Four students at a high school in Florida got ill from vaping on Tuesday, Oct. 19.
CAPE CORAL, Fla. — Local news media reports that four students at Cape Coral High School in Lee County, Fla., have become ill from vaping before classes during the morning of Oct. 19, 2021.
According to the report, three of the students were sent home for sickness. One of the students was hospitalized.
Updates regarding the well-being of the students have not been seen by Vaping Post or local news media outlets.
WINK News, a local CBS affiliate based in Fort Myers, Fla., asked Dr. Susan Hook her thoughts on the incident.
Hook told WINK News reporters that vaping is dangerous and that the students that got sick “found out this isn’t a bending substance (nicotine) and [that] they are hurting themselves.”
Hook is a healthcare professional and the executive director of the Samaritan Health and Wellness Center in Cape Coral.
Her organization is a Christian healthcare firm that potentially approaches vaping and its role in harm reduction as a sin for not only children but adults who rely on e-cigarettes to quit smoking.
Hook said that flavored vapes cause severe lung damage and cancer because of the chemicals used to manufacture the products. Unfortunately, Dr. Hook is clearly recycling talking points from alarmist tobacco control groups that lack the specifics and nuances related to vaping products across the board.
In 2019 into early 2020, the US Centers for Disease Control and Prevention declared a public health emergency due to about 2,000 cases of lung injuries associated with the use of vaping devices. For much of this emergency, state and federal public health officials failed to issue specific reports on the injuries and what was the actual cause of the injury.
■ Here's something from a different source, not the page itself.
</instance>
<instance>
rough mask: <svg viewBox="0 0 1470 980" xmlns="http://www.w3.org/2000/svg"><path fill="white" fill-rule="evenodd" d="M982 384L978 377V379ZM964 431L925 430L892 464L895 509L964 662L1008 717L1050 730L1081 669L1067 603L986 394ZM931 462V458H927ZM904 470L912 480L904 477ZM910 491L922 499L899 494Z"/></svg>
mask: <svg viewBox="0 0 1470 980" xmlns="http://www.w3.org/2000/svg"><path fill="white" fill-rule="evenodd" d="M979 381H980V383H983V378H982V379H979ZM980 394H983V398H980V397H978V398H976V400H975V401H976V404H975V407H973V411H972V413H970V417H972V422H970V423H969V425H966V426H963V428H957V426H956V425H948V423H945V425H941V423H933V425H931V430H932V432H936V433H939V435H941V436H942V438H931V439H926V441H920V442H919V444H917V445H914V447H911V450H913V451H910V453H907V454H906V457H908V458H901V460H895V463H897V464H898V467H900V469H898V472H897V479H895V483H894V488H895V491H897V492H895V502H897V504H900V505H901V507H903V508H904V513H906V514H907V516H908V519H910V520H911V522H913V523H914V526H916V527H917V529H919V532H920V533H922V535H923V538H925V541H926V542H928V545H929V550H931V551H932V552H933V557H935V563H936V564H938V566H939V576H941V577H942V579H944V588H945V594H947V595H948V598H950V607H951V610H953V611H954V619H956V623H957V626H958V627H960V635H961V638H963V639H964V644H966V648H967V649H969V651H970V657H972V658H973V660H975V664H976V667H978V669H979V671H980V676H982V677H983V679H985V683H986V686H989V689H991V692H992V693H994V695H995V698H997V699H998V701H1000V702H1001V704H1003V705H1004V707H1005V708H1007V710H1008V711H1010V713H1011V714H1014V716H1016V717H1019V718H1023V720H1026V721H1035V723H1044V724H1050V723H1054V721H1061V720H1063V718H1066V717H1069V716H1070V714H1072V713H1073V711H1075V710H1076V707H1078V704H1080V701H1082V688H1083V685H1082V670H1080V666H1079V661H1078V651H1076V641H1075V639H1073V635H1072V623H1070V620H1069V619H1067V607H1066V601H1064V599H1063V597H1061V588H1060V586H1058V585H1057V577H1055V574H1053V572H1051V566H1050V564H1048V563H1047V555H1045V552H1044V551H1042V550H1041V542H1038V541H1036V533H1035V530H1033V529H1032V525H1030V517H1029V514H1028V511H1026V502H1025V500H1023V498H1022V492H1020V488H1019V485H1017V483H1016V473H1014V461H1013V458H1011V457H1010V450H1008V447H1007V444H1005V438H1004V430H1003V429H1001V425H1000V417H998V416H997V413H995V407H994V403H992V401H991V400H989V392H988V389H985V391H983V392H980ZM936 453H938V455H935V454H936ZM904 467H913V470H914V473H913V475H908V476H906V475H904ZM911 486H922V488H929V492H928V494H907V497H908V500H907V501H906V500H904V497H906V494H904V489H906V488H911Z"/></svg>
Nicotine-containing vapes and e-liquids were found not to be the link to the lung injuries.
It turns out it was contaminated and, at times, black market-sold vaping products and e-liquids that contain THC cannabinoids and other psychoactive and non-psychoactive weed components.
It took the CDC and the US Food and Drug Administration several months to finally recognize the nuances in the public health communications regarding vaping liquids that are at risk of causing expansive harm to public health in the US and Canada.
For a reminder, the injury in question is known as EVALI or the e-cigarette and vaping-associated lung injury. EVALI was almost entirely concentrated in states where marijuana is outlawed and where regulatory regimes are in place to ensure product quality.
Florida is one of the only states left in the US that outlaw recreational marijuana use, including flora and vapes.
For the current case of the Cape Coral High School students, there is very little information provided on whether the vaping products that were ingested contained nicotine or marijuana derivatives. Or whether the vaping products the students are using are products purchased from dealers and illicit marketeers.
Given the current state of Florida’s marijuana laws and criminal code, it’s not far-fetched to infer that the vaping liquid used by the four students contains unregulated marijuana derivatives.
This was the case for many of the EVALI cases that involved youth and young adults. Dr. Hook further recommends that parents speak with their children about vaping and its risks.
However, Hook omits the peer-reviewed evidence that nicotine vaping is at least 95 percent safer than combustible cigarettes.
The harm of vaping marijuana is also highly reduced from burning marijuana. Despite the uncertainty of the current product environment for electronic cigarettes in the US, the FDA still maintains that certain vaping products, including the Vuse Solo, are risk-reduced nicotine products compared to cigarettes.